Two Quito doctors are urging the government to update its Covid-19 death count based on the number of excess deaths recorded in Ecuador in 2020 and 2021. They claim the Ministry of Health’s 15,400 confirmed virus death total should be increased to 30,000 to 35,000.
“Since the beginning of the pandemic, there have been about 65,000 more deaths than were recorded in 2019,” says Jorge Gonzalez, who was trained as an epidemiologist in the U.S. “Ecuador should follow the lead of Peru, which incorporated many of its additional deaths into the Covid death statistics last month. If we do that, we would see a death total about double of the official count. For many reasons, including that of planning for future outbreaks, we need to use the actual numbers.”
Gonzalez and research colleague Romero Larriva say that 50 to 60 percent of all excess deaths should be attributed to Covid. “Not all of the deaths are from the virus but most of them are,” says Larriva. “We estimate that many of them are the result of people with other serious illnesses not seeking medical attention due the fear of Covid,” he says. “Some are the result of a medical system unable to provide the hospital beds and doctor’s visit that would be available in non-pandemic times.”
Thousands of students return to in-person classes this week
Several thousand elementary and high school students return to the classroom Wednesday for the first time since March of last year. In Cuenca, the staff of the private college-prep Stiehle German School say they expect about 60 percent of its 790 students to be in class this week.

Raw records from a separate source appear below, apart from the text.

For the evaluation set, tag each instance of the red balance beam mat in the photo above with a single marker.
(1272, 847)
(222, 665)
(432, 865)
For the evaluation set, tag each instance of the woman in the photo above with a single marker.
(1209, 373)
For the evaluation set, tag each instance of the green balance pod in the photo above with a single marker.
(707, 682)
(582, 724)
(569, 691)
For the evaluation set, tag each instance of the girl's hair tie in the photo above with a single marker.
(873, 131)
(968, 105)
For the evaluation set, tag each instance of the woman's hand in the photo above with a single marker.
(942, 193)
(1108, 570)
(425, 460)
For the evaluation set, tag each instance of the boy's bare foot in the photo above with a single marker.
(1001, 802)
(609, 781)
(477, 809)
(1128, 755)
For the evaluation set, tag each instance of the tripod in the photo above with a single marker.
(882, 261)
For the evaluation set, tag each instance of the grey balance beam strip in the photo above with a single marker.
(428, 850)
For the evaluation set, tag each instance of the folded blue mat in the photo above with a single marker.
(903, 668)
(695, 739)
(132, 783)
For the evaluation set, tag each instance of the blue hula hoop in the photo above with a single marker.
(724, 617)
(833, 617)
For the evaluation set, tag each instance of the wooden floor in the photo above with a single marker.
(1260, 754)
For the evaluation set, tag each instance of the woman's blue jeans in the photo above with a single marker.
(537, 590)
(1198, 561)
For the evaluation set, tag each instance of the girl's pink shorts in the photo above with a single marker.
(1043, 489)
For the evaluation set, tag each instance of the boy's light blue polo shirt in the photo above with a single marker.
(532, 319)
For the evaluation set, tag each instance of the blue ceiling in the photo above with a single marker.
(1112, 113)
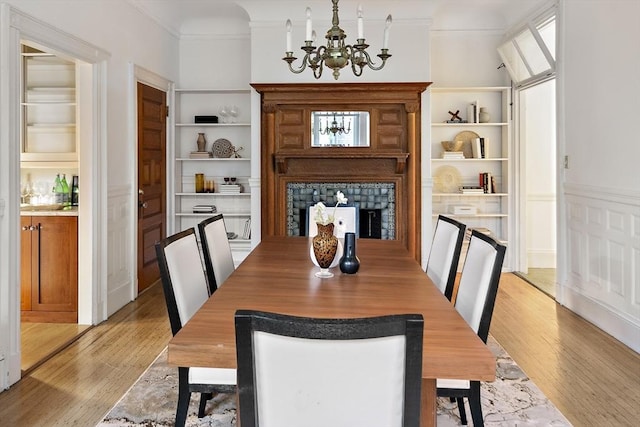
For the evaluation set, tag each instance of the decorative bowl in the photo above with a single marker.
(452, 145)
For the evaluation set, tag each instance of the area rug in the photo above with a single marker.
(511, 400)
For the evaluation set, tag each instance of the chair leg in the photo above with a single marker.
(474, 404)
(463, 413)
(184, 395)
(204, 397)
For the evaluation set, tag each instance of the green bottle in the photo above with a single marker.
(66, 198)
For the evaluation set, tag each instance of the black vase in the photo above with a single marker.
(349, 263)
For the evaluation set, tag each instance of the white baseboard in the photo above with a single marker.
(609, 321)
(541, 258)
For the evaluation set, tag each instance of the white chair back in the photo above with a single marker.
(345, 221)
(479, 281)
(215, 246)
(186, 274)
(445, 253)
(329, 381)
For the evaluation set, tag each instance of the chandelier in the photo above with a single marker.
(336, 54)
(335, 128)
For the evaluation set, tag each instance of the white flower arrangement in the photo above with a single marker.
(322, 216)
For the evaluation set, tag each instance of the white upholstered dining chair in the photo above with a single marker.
(216, 251)
(185, 290)
(475, 301)
(446, 246)
(300, 371)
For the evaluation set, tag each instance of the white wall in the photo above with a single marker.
(599, 94)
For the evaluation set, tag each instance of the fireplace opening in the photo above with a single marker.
(375, 203)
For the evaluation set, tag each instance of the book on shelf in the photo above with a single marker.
(200, 155)
(473, 111)
(487, 181)
(471, 189)
(230, 188)
(479, 146)
(204, 209)
(246, 234)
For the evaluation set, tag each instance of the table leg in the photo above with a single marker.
(428, 407)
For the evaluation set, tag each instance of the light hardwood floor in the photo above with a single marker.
(593, 379)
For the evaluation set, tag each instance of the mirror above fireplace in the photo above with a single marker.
(339, 129)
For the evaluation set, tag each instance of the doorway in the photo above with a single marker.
(537, 135)
(152, 140)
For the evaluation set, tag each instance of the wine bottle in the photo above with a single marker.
(66, 198)
(57, 190)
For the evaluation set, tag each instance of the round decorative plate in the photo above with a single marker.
(467, 136)
(222, 148)
(447, 179)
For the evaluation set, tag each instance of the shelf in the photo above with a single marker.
(213, 91)
(496, 159)
(437, 89)
(440, 124)
(213, 125)
(214, 159)
(207, 214)
(480, 215)
(470, 195)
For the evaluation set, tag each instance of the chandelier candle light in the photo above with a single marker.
(336, 54)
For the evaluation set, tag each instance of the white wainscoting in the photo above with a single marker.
(603, 249)
(120, 260)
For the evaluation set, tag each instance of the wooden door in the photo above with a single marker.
(54, 267)
(152, 120)
(25, 263)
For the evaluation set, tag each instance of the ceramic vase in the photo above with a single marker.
(202, 142)
(483, 115)
(325, 245)
(349, 263)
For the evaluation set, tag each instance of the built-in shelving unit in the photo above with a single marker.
(236, 207)
(48, 110)
(488, 210)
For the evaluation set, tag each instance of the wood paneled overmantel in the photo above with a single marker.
(392, 156)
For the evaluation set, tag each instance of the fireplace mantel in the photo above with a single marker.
(282, 160)
(392, 156)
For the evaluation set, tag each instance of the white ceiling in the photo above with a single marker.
(182, 17)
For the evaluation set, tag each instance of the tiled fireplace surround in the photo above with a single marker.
(377, 198)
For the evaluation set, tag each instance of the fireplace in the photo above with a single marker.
(381, 179)
(375, 202)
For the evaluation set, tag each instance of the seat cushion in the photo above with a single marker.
(212, 376)
(456, 384)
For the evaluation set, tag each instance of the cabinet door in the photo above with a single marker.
(55, 276)
(25, 263)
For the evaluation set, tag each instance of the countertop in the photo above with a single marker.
(43, 211)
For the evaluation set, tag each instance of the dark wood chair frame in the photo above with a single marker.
(184, 387)
(473, 392)
(206, 253)
(248, 321)
(451, 279)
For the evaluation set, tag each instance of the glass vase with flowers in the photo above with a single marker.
(325, 243)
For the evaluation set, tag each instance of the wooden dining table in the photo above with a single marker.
(279, 276)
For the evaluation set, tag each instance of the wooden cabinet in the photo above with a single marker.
(49, 268)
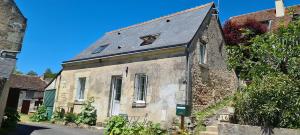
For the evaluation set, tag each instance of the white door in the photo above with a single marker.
(116, 95)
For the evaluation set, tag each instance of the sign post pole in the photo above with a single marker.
(182, 122)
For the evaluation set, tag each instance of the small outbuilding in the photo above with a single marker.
(26, 93)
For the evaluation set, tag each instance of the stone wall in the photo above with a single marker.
(166, 72)
(234, 129)
(210, 82)
(12, 26)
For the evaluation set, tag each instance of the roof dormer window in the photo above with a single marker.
(149, 39)
(99, 49)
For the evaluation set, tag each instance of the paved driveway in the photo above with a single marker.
(51, 129)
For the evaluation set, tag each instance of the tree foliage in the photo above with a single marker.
(273, 65)
(119, 125)
(236, 34)
(273, 101)
(272, 52)
(40, 114)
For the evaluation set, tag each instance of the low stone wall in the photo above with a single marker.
(235, 129)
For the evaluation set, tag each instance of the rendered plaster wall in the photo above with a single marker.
(166, 85)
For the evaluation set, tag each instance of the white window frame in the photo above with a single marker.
(79, 89)
(202, 53)
(138, 88)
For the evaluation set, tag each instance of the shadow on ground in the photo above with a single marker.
(24, 129)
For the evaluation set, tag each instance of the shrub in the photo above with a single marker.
(40, 114)
(88, 114)
(12, 119)
(70, 117)
(273, 101)
(118, 125)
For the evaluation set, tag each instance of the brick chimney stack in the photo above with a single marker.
(279, 8)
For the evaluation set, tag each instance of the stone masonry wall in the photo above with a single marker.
(211, 82)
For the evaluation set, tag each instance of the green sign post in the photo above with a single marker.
(183, 110)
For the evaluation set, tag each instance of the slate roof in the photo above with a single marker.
(174, 29)
(6, 67)
(26, 82)
(266, 15)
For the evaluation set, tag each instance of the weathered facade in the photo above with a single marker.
(146, 69)
(12, 29)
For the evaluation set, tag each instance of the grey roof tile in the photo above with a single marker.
(180, 29)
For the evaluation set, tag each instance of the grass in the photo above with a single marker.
(210, 111)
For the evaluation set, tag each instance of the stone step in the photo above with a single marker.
(212, 128)
(208, 133)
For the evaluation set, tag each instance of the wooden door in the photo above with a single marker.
(25, 106)
(116, 95)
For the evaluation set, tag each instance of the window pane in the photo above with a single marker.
(202, 53)
(141, 87)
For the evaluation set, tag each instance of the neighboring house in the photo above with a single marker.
(273, 18)
(12, 29)
(29, 90)
(148, 68)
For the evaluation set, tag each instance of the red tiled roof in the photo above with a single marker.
(265, 15)
(26, 82)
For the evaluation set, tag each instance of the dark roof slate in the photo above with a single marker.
(179, 29)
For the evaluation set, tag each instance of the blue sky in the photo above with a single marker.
(58, 30)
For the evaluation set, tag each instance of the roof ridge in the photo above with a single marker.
(261, 11)
(163, 17)
(24, 75)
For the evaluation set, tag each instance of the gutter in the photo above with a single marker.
(122, 54)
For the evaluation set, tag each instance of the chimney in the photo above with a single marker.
(279, 8)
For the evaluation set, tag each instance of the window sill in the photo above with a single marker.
(138, 104)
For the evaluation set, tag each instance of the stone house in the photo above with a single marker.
(273, 18)
(145, 70)
(12, 29)
(29, 90)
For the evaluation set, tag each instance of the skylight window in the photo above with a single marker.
(99, 49)
(149, 39)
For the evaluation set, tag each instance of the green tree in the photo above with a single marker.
(49, 74)
(273, 52)
(32, 73)
(273, 101)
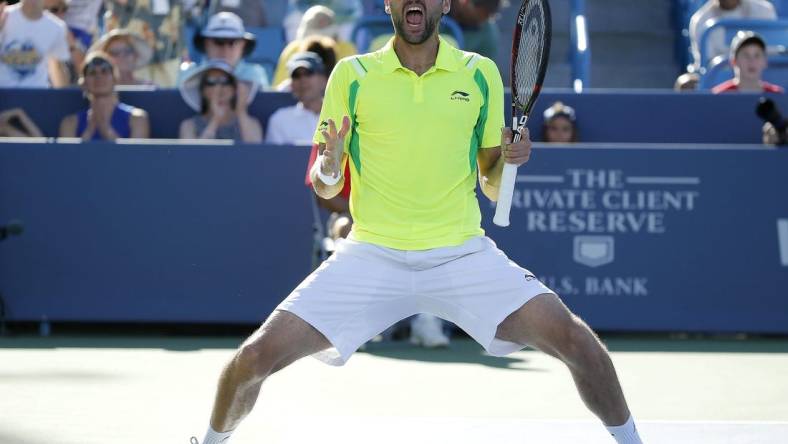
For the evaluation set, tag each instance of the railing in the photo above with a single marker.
(580, 51)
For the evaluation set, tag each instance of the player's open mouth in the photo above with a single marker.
(414, 15)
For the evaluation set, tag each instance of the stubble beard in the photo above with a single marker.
(429, 29)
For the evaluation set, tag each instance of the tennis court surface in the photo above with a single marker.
(124, 390)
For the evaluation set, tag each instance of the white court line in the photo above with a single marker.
(782, 235)
(474, 430)
(658, 180)
(540, 179)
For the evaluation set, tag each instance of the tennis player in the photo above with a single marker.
(417, 121)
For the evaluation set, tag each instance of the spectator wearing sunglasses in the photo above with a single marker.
(225, 38)
(33, 47)
(59, 8)
(106, 118)
(160, 23)
(221, 101)
(128, 51)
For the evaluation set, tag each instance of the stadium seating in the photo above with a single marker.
(604, 116)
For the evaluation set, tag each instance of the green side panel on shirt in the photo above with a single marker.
(355, 153)
(478, 131)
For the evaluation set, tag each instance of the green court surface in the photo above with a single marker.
(124, 390)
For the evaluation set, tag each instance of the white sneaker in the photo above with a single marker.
(427, 330)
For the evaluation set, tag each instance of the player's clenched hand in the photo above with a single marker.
(516, 152)
(335, 143)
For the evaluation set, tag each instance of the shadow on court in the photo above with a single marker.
(461, 351)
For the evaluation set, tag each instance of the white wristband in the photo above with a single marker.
(328, 180)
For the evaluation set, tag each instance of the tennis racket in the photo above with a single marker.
(530, 53)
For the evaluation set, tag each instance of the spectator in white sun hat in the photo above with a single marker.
(221, 101)
(225, 38)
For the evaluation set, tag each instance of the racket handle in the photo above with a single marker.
(505, 193)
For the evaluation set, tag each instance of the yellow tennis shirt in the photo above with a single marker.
(413, 143)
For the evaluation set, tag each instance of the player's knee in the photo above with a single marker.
(577, 344)
(257, 359)
(583, 347)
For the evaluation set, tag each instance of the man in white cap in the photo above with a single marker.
(33, 47)
(296, 124)
(225, 38)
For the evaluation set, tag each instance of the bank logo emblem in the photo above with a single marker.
(594, 251)
(461, 96)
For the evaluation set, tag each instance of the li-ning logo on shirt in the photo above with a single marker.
(460, 95)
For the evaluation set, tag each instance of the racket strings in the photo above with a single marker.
(531, 48)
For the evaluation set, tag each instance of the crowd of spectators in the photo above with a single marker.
(98, 45)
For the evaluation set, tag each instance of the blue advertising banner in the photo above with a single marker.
(633, 239)
(656, 239)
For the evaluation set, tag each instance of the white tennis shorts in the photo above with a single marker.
(363, 288)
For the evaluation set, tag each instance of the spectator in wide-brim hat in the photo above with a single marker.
(128, 51)
(560, 124)
(221, 101)
(106, 118)
(318, 21)
(225, 38)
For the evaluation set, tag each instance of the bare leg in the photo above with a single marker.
(544, 322)
(280, 341)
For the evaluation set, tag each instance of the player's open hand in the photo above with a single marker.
(519, 152)
(335, 145)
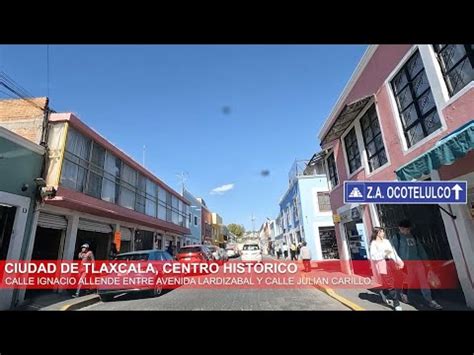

The Ministry of Ecuador has authorized 1,300 private and public schools, less than 10 percent of the country’s total, to resume face-to-face classes on Wednesday. “The resumption of classes will be gradual and voluntary,” the ministry said in a statement. “Online and alternative instruction will continue for parents who are not comfortable returning their children to classes.” The ministry said the June reopening is a pilot project that will provide guidance for a full reopening of all schools in September.
The national Emergency Operations Committee has sanctioned the limited return to classrooms with strict biosecurity measures and says it will closely monitor the results. The medical advisors to the COE say that most teachers returning to the classroom will be vaccinated against the Covid-19 virus and that children are at very low risk. “For most school-age children, the data shows that the risk of being infected with a severe case of Covid is less than that of the common flu,” a COE doctor said.
The education ministry reports that as many as half of Ecuador’s public school children have fallen behind in their education due to the closure of schools. “The online study option is not suitable to many students,” it says.
According to the ministry, 199 urban and 1,102 rural schools are part of the reopening pilot project that begins Wednesday.
Weather forecasters warns of high UV radiation
The National Institute of Meteorology has issued a warning for high levels of ultraviolet radiation for Ecuador’s inter-Andean valley. The institute says UV levels could reach 13 to 16 for areas between Cuenca and Quito and urged residents to take precautions to avoid intense sunshine. “We are entering the dry season, which can mean extended periods of sunshine and low humidity, which result in high UV levels,” the institute said in a statement. It added that the high-UV warning will remain in effect for the week of June 7 to June 12.
New government acknowledges ‘critical’ lack of needed medicine
Ecuador’s new vice president, Alfredo Borrero, said the government will take emergency action to supply Ecuador’s public hospitals with the medicines they need. Administrators at two Social Security hospitals told the vice president Friday visit that they lack a number of medications that are critically needed to treat Covid-19 and other patients.
Following the visits, Borrero said that medicines to relieve extreme pain are in short-supply to the public and IESS hospitals. “Doctors are forced to replace badly needed opioid sedatives and relaxants with less effective medicines and this means the patients suffer,” he said. He added that, in some cases, hospitals are purchasing over-the-counter opioid medications from private pharmacies to treat patients. “These medications are for less severe pain and are not what is required for hospital use in many cases.”
Borrero said he hopes to supply hospitals with the needed medications in June.